To gain insight into the different protective mechanisms of approved vaccines, this
study focuses on the comparison of humoral and cellular immune responses of five widely
used vaccines including ChAdOx1 (AZD1222, AstraZeneca), BNT162b2 (Pfizer), mRNA-1273
(Moderna), BBIBP-CorV (Sinopharm), and Gam-COVID-Vac (Sputnik V).Isolated plasma from
95 volunteers' blood samples was used to measure anti-SARS-CoV-2 humoral and cellular
immune responses. Positive controls were recovered patients from COVID-19 (unvaccinated).

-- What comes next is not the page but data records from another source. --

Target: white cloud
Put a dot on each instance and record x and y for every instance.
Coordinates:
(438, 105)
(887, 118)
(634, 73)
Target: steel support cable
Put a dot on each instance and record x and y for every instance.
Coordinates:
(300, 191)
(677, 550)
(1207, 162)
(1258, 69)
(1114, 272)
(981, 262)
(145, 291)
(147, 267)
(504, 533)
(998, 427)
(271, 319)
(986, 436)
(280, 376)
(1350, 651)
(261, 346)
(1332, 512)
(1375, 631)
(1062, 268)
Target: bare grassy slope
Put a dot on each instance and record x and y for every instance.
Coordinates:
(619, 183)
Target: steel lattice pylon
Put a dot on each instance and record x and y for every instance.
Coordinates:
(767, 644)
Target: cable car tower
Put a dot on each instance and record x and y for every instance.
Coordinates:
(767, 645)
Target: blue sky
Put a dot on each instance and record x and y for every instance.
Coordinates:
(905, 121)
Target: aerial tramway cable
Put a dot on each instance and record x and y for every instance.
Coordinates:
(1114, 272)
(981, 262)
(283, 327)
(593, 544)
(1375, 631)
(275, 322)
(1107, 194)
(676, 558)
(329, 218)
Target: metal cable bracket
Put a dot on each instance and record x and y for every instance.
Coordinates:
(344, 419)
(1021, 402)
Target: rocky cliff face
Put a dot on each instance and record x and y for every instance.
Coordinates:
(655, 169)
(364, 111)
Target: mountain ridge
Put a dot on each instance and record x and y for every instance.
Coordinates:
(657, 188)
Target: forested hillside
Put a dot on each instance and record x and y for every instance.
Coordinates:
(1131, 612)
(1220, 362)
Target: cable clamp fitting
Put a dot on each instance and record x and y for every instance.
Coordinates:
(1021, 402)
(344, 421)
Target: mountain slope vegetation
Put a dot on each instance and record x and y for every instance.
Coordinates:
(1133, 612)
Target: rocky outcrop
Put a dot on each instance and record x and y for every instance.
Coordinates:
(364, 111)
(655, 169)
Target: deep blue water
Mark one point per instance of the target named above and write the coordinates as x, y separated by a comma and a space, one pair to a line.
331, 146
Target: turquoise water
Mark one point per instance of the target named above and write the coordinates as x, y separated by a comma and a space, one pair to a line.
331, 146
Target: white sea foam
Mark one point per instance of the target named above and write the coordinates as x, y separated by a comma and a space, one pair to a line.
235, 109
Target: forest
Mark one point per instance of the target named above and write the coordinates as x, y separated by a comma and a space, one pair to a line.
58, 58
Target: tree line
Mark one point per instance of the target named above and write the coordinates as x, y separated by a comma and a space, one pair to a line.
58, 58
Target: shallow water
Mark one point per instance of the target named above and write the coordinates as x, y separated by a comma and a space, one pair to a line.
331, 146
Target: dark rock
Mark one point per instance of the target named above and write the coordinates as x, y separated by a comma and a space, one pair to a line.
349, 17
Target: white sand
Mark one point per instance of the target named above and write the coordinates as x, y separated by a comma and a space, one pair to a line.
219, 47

Specific quantification kits for anti-nucleocapsid IgG, anti-Spike protein IgG, neutralizing
antibodies as well as specific SARS-CoV-2 antigens for T-cell activation were used
and Spearman correlation and matrix analyses were performed to compare overall immune
responses.Nucleocapsid antibodies were significantly higher for the BBIBP-CorV and
convalescent group when compared to other vaccines. In contrast, subjects vaccinated
with BNT162b2 and mRNA-1273 presented significantly higher anti-spike IgG. In fact,
9.1% of convalescent, 4.5% of Gam-COVID-Vac, 28.6% of ChAdOx1, and 12.5% of BBIBP-CorV
volunteers did not generate anti-spike IgG. Similarly, a positive correlation was
observed after the neutralization assay. T-cell activation studies showed that mRNA-based
vaccines induced a T-cell driven immune response in all cases, while 55% of convalescents,
8% of BNT162b1, 12,5% of mRNA-1273, 9% of Gam-COVID-Vac, 57% of ChAdOx1, and 56%
of BBIBP-CorV subjects presented no cellular response. Further correlation matrix
analyses indicated that anti-spike IgG and neutralizing antibodies production, and
T-cell activation follow the same trend after immunization.RNA-based vaccines induced
the most robust adaptive immune activation against SARS-CoV-2 by promoting a significantly
higher T-cell response, anti-spike IgG and neutralization levels. Vector-based vaccines
protected against the virus at a comparable level to convalescent patients.